Previously, in both Windows 11 and 10, there was a link for “I don’t have internet” that you could click on whenever the “Internet Required” step appeared. Choosing this option creates a local Windows account instead of a Microsoft account. The latter is not a local account linked to a Microsoft account, but the Microsoft account itself. Which may have a random password because it was generated using a password manager. And which may have a cringe-worthy username because it was created during the formative years of Xbox Live, now forever there to haunt you during Sign In.

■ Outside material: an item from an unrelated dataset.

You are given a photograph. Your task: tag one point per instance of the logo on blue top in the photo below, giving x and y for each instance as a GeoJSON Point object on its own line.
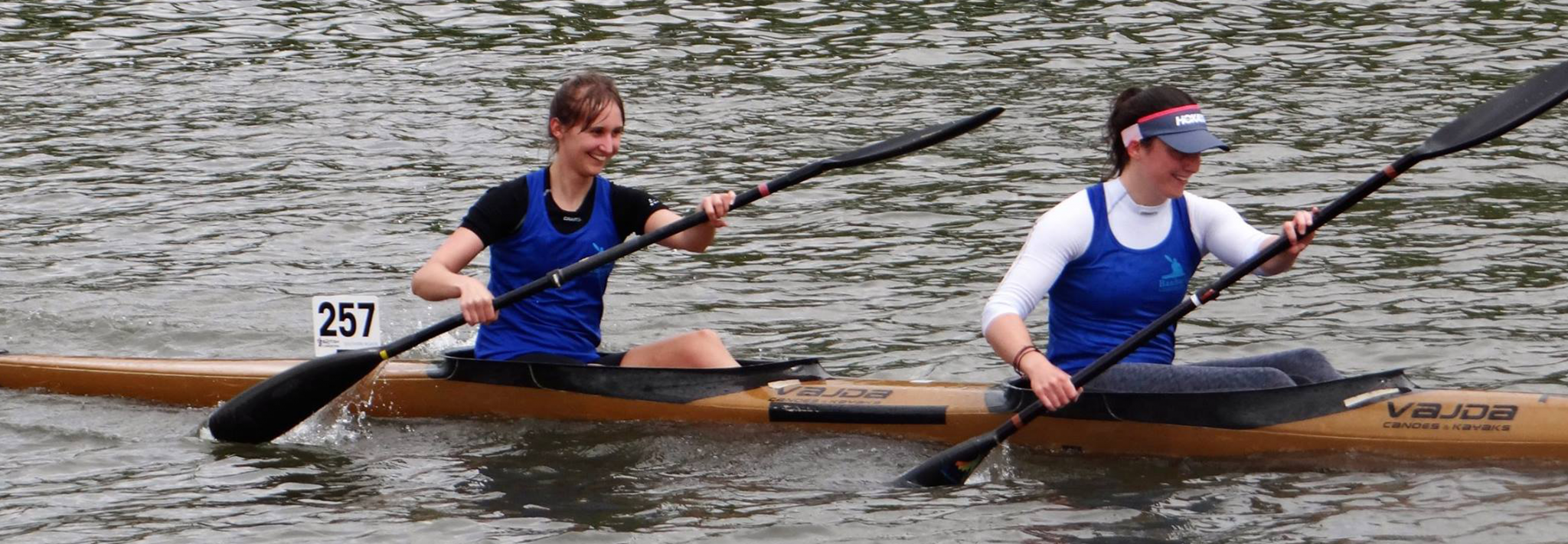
{"type": "Point", "coordinates": [1177, 280]}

In 23H2 this is hidden. Getting around it involves bringing up the Command Prompt with “Shift + F10”. Then clicking on the new window to bring it into focus. Then typing in “OOBE\BYPASSNRO”. I’m not quite sure what “NRO” stands for, but the prefix is probably “Out Of Box Experience”. This will restart the more Windows-y part of installation, but now that step will have the “I don’t have internet” option present.

Then you have to get through account setup and provide backup security questions, which is another issue entirely, but at this point I just wanted installation over and done with and didn’t want to spend more energy being frustrated at terrible practices.

Clean Install

Now I have a clean install of Windows 11 which successfully activated itself. I’m not going to answer whether it’s worth the upgrade or not, because I honestly don’t know. But I do know that Windows 10 has a little more than a year left before it is officially End-of-Lifed, unless Microsoft decides to drag things out as it did with Windows XP and Internet Explorer. Your mileage may very with Windows 11, but if you’re trying to create install media with a Mac and all of the other suggestions on the Internet failed to work, hopefully this one did.